The scheme, which was first reported Monday by Pro Publica and The Wall Street Journal, has been traced to clusters of parents in Chicago suburbs. It's unclear how widespread the scheme reaches, but admissions and financial aid groups said they hadn't heard of reports outside Illinois. Still, it's likely to spur internal reviews at other universities across the nation.
"I can guarantee that they are going to start doing some digging on their own campuses to see if they see any patterns," said Jill Desjean, a policy analyst at the National Association of Student Financial Aid Administrators.
Some parents told Pro Public and The Journal that they transferred custody of their children on the advice of a college consulting firm called Destination College, based in Lincolnshire, Illinois. The company's website promises to help parents pay for college "in the most efficient and inexpensive way." The firm did not respond to a request seeking comment.
After having their custody transferred, students can claim they are independent of their families and apply for financial aid using their own earnings rather than their families'. That would typically qualify them for federal Pell Grants, which are capped at about $6,000 a year, and an Illinois state program that provides about $5,000 a year. It could also make them eligible for university scholarships that range as high as the full cost of tuition.
Mark Sklarow, CEO of the Independent Educational Consultants Association, says both the guardianship scheme and the bribery scandal are symptoms of the spiraling cost of college tuition. Still, he said denounced the scheme and said it unfairly robs students who need the most help.
"Guardianship laws are designed for when parents are unable or should not be responsible for a child's well-being," he said. "It isn't something that is meant to be traded away in order to beat the system."
To help spot the scheme, the University of Illinois added new questions for applicants who indicate they've had changes in guardianship. They're now asked who pays their cellphone bills, for example, and their health care costs. But school officials and financial aid experts are wary of making the process overly complicated for students who have undergone legitimate custody transfers.

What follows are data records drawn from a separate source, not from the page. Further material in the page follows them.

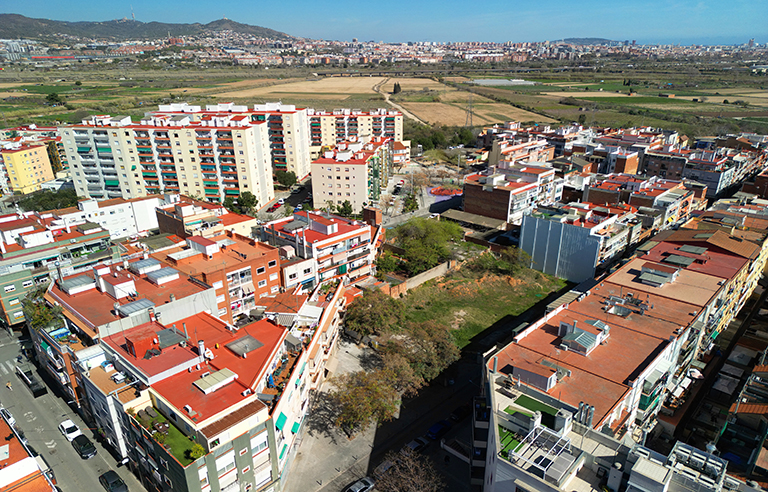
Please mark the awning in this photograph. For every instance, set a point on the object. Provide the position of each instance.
(281, 421)
(331, 365)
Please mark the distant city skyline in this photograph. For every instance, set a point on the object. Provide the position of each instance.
(651, 22)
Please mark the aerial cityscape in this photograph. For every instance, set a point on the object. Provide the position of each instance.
(428, 248)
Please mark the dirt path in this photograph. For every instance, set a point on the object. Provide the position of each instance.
(405, 112)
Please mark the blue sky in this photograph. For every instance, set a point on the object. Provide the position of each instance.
(650, 21)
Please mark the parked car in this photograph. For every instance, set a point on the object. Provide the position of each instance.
(414, 447)
(24, 372)
(69, 429)
(84, 447)
(7, 416)
(363, 485)
(112, 482)
(438, 430)
(460, 413)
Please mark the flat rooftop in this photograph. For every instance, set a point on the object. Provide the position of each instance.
(180, 390)
(97, 307)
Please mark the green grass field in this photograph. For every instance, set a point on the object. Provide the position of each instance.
(462, 302)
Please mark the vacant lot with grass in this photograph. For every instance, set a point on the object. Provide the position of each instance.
(470, 305)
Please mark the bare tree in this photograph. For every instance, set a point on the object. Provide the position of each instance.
(410, 473)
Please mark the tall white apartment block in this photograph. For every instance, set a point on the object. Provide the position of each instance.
(211, 156)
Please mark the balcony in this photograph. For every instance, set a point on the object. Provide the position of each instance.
(165, 433)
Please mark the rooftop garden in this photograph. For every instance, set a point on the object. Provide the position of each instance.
(183, 448)
(509, 441)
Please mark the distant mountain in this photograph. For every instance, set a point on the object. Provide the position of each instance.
(13, 26)
(588, 41)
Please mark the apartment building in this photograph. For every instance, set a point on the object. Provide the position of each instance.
(184, 217)
(329, 128)
(509, 192)
(110, 298)
(203, 405)
(338, 246)
(121, 217)
(286, 127)
(352, 171)
(20, 468)
(604, 359)
(31, 252)
(572, 241)
(25, 167)
(219, 155)
(241, 270)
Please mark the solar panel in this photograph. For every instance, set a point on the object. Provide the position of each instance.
(142, 266)
(73, 283)
(162, 273)
(683, 261)
(697, 250)
(135, 307)
(168, 337)
(244, 345)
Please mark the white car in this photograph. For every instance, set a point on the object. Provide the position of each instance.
(7, 416)
(69, 429)
(362, 485)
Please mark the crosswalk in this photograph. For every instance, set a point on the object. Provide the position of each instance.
(11, 367)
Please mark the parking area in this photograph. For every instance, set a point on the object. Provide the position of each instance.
(327, 460)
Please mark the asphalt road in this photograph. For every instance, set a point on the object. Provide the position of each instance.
(39, 418)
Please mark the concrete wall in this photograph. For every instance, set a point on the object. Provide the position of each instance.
(562, 250)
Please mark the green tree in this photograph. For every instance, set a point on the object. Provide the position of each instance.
(386, 263)
(285, 178)
(247, 202)
(48, 200)
(53, 156)
(229, 204)
(53, 98)
(410, 473)
(345, 209)
(37, 312)
(363, 398)
(197, 451)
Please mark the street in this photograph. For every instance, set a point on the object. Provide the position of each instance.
(39, 418)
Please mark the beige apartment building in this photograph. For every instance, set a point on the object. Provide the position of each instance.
(328, 128)
(213, 156)
(353, 171)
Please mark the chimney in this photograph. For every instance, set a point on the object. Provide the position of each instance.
(201, 350)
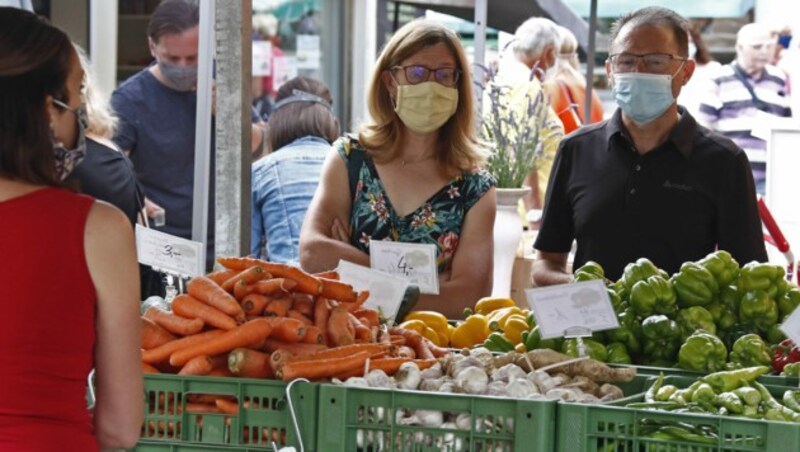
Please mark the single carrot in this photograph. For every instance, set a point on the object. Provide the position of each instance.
(240, 336)
(153, 335)
(253, 304)
(304, 304)
(191, 308)
(227, 407)
(288, 330)
(317, 369)
(212, 294)
(297, 348)
(340, 330)
(247, 363)
(272, 286)
(278, 307)
(337, 290)
(173, 323)
(148, 369)
(322, 312)
(306, 282)
(199, 365)
(332, 274)
(249, 276)
(292, 314)
(314, 335)
(363, 332)
(370, 317)
(347, 350)
(221, 276)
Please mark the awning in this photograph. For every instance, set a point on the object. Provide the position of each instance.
(686, 8)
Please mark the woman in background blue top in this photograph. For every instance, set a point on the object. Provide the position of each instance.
(300, 132)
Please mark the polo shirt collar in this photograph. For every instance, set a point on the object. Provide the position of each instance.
(681, 136)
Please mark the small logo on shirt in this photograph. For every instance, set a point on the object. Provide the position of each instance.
(674, 186)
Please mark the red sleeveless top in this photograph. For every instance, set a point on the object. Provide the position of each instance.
(48, 331)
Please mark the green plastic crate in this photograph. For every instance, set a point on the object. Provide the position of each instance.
(364, 419)
(596, 428)
(267, 418)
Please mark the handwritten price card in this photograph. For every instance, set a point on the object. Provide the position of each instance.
(415, 262)
(170, 254)
(570, 307)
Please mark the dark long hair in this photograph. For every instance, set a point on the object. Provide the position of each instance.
(300, 119)
(35, 61)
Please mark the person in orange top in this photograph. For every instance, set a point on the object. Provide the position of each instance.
(566, 88)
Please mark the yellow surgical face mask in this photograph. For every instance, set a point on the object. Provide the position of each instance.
(426, 106)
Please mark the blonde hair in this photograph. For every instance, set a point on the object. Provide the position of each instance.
(382, 136)
(102, 119)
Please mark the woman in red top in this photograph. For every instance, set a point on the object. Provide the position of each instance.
(566, 89)
(68, 274)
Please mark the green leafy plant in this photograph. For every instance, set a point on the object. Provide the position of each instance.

"We don't want to see them having to jump through additional hoops," said Desjean, of the financial aid association. "It could place an extra burden the most vulnerable students who really are in legal guardianship."
Among the most immediate questions for the University of Illinois is whether to continue providing university aid to students who used the scheme. Officials said they're still deciding. But when it comes to federal and state aid, the school is legally required to keep that money flowing to eligible families, said Borst, the admissions director.
"We've addressed it as much as we are able to legally," he said. "But we're still stuck with having to provide federal and state aid to families who are manipulating the financial aid process."